The oxygen evolution reaction (OER) has been well studied in the electrochemistry field because it is involved as a rate determining reaction in major electrochemical processes, such as electrometallurgy, water electrolysis, regenerative fuel cells and metal–air batteries.^1,2 Along with fundamental studies to understand the electrocatalysis in the OER,^3,4 an electrode lowering the degree of polarization required to evolve the same level of oxygen at the same electrical current has been researched. Some of the discovered materials show excellent OER activity approaching the fundamental activation energy limit, such as Beer's dimensionally stable anode (DSA) comprising Ru and Ir oxides, developed in 1969.⁵ This electrode has been sufficient for use in specialized processes for obtaining high-purity metal, hydrogen, and oxygen. However, as needs for storing renewable energy and also batteries with higher energy densities increase, it is necessary to find a more cost-efficient OER electrocatalyst possessing similar performance and stability to the expensive Ru and Ir oxides based electrocatalyst. This is another challenge for making metal–air batteries and regenerative fuel cells a viable option for storing renewable energy.

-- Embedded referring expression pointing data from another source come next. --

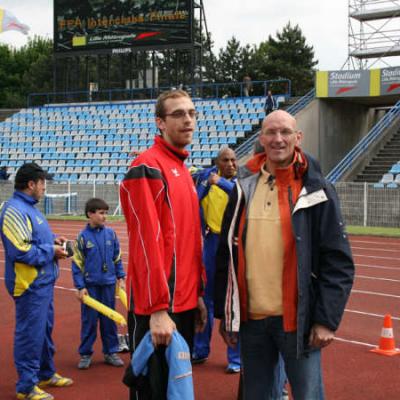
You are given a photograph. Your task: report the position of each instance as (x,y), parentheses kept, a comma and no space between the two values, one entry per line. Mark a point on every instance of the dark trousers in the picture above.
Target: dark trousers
(154,385)
(90,318)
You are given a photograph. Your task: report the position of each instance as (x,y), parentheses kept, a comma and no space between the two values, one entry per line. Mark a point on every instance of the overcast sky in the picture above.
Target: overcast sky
(323,23)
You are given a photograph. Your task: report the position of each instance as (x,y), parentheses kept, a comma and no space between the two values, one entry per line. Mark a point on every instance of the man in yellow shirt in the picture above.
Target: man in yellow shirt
(213,188)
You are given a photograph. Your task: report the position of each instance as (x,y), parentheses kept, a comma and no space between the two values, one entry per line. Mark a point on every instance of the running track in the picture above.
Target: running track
(350,370)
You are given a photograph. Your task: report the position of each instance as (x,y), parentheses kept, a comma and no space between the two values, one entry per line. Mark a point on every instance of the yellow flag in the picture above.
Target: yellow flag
(103,309)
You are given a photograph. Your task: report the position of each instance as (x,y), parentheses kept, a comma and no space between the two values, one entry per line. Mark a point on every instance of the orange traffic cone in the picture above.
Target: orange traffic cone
(387,346)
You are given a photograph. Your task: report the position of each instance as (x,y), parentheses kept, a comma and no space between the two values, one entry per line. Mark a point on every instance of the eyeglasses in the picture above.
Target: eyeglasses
(182,114)
(283,132)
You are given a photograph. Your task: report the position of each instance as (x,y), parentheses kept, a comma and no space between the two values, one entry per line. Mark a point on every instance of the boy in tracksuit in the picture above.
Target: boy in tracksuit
(96,269)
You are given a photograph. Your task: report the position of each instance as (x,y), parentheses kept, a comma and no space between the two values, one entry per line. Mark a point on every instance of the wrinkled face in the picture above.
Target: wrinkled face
(279,136)
(226,164)
(178,123)
(97,218)
(37,189)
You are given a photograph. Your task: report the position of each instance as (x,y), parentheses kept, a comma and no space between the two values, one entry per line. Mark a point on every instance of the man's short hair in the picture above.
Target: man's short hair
(30,172)
(94,204)
(170,94)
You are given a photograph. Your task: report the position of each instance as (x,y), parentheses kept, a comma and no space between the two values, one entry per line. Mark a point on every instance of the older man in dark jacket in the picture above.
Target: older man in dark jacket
(284,266)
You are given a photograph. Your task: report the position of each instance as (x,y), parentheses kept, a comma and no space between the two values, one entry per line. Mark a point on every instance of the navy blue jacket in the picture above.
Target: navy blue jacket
(325,266)
(97,258)
(29,245)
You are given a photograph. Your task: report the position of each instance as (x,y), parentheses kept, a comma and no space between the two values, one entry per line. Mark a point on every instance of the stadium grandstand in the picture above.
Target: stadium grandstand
(87,139)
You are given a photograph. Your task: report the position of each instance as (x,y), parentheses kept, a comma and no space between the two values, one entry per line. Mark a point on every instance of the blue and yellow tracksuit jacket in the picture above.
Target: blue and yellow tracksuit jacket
(28,243)
(97,258)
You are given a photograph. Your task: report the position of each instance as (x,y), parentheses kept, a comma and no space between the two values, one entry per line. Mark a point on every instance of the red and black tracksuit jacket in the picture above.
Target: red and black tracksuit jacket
(161,209)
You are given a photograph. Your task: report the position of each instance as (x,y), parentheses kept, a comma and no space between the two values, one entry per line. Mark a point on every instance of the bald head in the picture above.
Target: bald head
(279,137)
(280,117)
(226,162)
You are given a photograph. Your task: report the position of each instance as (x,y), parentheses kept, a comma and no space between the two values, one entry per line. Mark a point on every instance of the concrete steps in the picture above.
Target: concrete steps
(381,163)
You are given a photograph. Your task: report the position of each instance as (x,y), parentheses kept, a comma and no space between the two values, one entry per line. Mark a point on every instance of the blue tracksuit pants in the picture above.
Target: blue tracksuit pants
(33,345)
(202,340)
(89,317)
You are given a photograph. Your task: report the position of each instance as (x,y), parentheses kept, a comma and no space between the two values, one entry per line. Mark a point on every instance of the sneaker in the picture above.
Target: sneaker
(122,344)
(56,381)
(232,369)
(113,359)
(35,394)
(199,360)
(84,362)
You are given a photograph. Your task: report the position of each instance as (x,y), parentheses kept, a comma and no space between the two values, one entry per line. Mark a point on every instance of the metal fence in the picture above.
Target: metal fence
(361,203)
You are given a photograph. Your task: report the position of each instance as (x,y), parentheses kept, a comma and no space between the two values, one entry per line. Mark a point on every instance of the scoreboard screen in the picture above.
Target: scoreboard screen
(117,25)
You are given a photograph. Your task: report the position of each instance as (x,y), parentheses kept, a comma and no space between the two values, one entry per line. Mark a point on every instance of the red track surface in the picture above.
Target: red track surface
(350,370)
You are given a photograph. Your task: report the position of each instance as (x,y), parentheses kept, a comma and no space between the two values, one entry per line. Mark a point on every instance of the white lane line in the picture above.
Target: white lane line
(380,257)
(369,314)
(378,267)
(354,342)
(376,279)
(375,293)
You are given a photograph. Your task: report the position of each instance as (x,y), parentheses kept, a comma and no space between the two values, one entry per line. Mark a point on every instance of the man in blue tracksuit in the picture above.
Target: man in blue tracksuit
(31,254)
(213,188)
(96,269)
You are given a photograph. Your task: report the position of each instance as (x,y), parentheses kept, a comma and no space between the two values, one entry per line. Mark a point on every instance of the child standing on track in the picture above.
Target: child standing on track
(96,269)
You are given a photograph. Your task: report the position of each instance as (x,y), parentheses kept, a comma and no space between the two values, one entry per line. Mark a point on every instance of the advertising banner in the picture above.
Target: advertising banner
(119,25)
(390,81)
(358,83)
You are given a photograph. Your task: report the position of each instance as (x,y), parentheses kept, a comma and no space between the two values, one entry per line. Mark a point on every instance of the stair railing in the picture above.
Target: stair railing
(247,146)
(364,144)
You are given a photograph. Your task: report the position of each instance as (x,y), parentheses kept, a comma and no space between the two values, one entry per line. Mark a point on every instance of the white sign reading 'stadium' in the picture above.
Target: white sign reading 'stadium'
(348,83)
(390,81)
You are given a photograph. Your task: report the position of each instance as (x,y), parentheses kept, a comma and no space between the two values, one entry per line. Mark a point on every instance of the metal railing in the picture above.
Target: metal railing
(247,146)
(363,145)
(280,87)
(362,204)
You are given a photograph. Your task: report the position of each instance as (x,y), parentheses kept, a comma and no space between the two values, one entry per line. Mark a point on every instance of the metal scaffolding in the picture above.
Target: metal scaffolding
(374,33)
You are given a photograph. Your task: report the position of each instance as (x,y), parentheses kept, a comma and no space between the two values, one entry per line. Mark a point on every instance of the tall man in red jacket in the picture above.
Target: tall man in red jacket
(159,201)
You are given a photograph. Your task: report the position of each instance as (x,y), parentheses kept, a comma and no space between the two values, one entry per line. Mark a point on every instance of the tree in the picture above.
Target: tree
(290,57)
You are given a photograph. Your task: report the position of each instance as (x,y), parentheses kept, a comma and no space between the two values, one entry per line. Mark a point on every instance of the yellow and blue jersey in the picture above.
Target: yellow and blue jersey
(213,198)
(97,258)
(28,244)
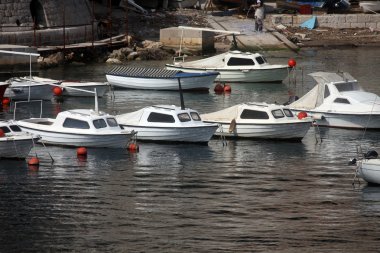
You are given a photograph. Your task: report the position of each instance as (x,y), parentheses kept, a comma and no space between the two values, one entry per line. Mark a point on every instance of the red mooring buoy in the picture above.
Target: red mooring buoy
(57,91)
(292,63)
(227,88)
(133,147)
(81,151)
(302,115)
(218,88)
(6,101)
(34,161)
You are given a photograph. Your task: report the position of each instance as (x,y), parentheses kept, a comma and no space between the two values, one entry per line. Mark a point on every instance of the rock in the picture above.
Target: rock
(132,56)
(113,61)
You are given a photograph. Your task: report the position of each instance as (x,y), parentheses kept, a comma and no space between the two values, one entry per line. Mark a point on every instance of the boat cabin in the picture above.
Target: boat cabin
(9,128)
(237,58)
(251,112)
(160,115)
(79,119)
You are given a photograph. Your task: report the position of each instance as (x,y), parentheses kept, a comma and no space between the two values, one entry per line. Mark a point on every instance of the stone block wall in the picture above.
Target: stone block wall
(331,20)
(192,40)
(17,24)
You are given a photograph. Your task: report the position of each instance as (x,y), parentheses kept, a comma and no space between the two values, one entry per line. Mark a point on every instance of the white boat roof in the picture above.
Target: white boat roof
(233,112)
(341,86)
(134,118)
(141,72)
(329,77)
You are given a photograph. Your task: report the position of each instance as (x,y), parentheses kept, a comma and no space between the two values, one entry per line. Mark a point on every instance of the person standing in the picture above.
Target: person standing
(259,15)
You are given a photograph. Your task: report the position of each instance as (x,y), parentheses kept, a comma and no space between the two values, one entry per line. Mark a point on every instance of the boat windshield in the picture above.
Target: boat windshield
(112,122)
(183,117)
(76,123)
(288,113)
(347,86)
(5,129)
(195,116)
(99,123)
(234,61)
(160,117)
(278,113)
(15,128)
(261,60)
(252,114)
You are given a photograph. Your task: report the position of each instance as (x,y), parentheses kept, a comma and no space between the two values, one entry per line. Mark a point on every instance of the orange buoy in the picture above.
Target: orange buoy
(292,63)
(81,151)
(302,115)
(33,167)
(218,88)
(133,147)
(34,161)
(57,91)
(227,88)
(6,101)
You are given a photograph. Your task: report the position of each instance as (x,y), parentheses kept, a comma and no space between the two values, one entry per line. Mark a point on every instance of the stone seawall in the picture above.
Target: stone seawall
(47,37)
(331,20)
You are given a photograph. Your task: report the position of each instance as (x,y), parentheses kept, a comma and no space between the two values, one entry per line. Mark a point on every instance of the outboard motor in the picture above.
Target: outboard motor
(371,154)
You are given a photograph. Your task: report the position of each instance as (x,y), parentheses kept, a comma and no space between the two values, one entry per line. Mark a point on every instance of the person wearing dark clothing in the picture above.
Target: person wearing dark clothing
(259,15)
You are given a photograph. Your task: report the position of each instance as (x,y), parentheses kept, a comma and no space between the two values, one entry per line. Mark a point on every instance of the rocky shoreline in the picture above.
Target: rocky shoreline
(144,43)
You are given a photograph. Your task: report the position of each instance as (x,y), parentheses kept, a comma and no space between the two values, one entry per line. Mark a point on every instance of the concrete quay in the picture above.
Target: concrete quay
(250,40)
(270,39)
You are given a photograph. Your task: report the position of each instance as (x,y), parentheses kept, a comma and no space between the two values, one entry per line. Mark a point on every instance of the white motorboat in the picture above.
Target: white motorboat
(259,120)
(75,88)
(337,100)
(79,127)
(159,79)
(15,143)
(31,87)
(370,6)
(167,123)
(236,66)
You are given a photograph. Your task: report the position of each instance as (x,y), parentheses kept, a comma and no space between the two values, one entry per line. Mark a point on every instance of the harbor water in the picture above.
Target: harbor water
(246,196)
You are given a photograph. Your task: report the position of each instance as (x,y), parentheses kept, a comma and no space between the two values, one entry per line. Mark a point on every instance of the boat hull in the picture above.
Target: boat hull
(369,170)
(17,147)
(196,134)
(101,89)
(350,121)
(37,92)
(289,131)
(271,75)
(78,140)
(202,82)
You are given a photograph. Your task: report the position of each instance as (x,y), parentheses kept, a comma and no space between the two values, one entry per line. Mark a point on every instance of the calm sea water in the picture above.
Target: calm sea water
(248,196)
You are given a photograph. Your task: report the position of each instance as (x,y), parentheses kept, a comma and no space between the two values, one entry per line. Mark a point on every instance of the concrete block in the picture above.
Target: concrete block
(341,25)
(351,18)
(357,25)
(323,19)
(372,25)
(194,40)
(363,18)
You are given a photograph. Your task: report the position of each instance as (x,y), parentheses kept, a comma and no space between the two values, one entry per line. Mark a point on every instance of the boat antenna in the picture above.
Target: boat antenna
(96,101)
(181,94)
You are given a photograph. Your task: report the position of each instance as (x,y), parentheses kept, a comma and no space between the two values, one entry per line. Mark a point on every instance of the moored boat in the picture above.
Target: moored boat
(159,79)
(165,123)
(236,66)
(31,87)
(75,88)
(79,127)
(15,143)
(337,100)
(259,120)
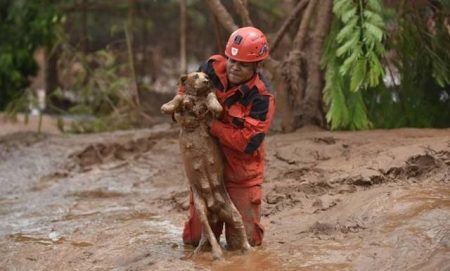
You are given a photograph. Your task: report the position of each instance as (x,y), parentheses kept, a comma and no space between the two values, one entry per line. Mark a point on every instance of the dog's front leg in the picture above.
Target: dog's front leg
(172,105)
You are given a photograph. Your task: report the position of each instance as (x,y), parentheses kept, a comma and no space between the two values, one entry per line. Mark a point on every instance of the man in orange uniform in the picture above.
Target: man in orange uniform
(248,112)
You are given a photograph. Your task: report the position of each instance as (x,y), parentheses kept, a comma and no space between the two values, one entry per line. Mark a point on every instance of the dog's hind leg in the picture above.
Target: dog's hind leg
(207,231)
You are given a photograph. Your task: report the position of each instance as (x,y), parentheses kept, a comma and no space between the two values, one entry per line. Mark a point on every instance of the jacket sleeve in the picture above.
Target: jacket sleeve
(247,134)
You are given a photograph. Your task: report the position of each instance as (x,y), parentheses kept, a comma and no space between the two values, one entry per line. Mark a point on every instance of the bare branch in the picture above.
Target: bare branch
(295,13)
(241,8)
(222,15)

From a practical point of view, it is extremely difficult to find alternative catalysts that can replace the Ru and Ir oxides in acidic media, in which non-noble metals are chemically unstable and show a worse OER activity. In contrast, Fe, Co, and Ni (iron triad) oxides with amorphous or spinel structures are chemically stable in alkaline media and they show a relatively comparable OER performance to the Ru and Ir oxides.^1,6–9 Thus, there are studies on improving the performance of iron triad element based electrocatalysts by introducing novel carbon supports such as carbon nanotubes and graphene.^10–13 There are also studies to determine the optimal oxidation state or surface oxide structure of Fe, Co and Ni based electrocatalysts.^6,14 These optimal oxidation state and appropriate carbon support electrocatalysts produced in this research resulted in a similar activity toward the OER and also superior stability in alkaline media. In the synthesis of these electrocatalysts, metal salts dissolved and nano-carbon materials dispersed in water or an organic solvent with a high dielectric constant are heated to around 150–200 °C for several hours to make a metal oxide loaded on the carbon nanomaterials. Although the metal oxide loading process on the nanocarbon support is relatively facile, it is not easy to synthesize carbon nanotubes and graphenes and to adjust the graphitic surface to accept the metal precursor easily through the wet process.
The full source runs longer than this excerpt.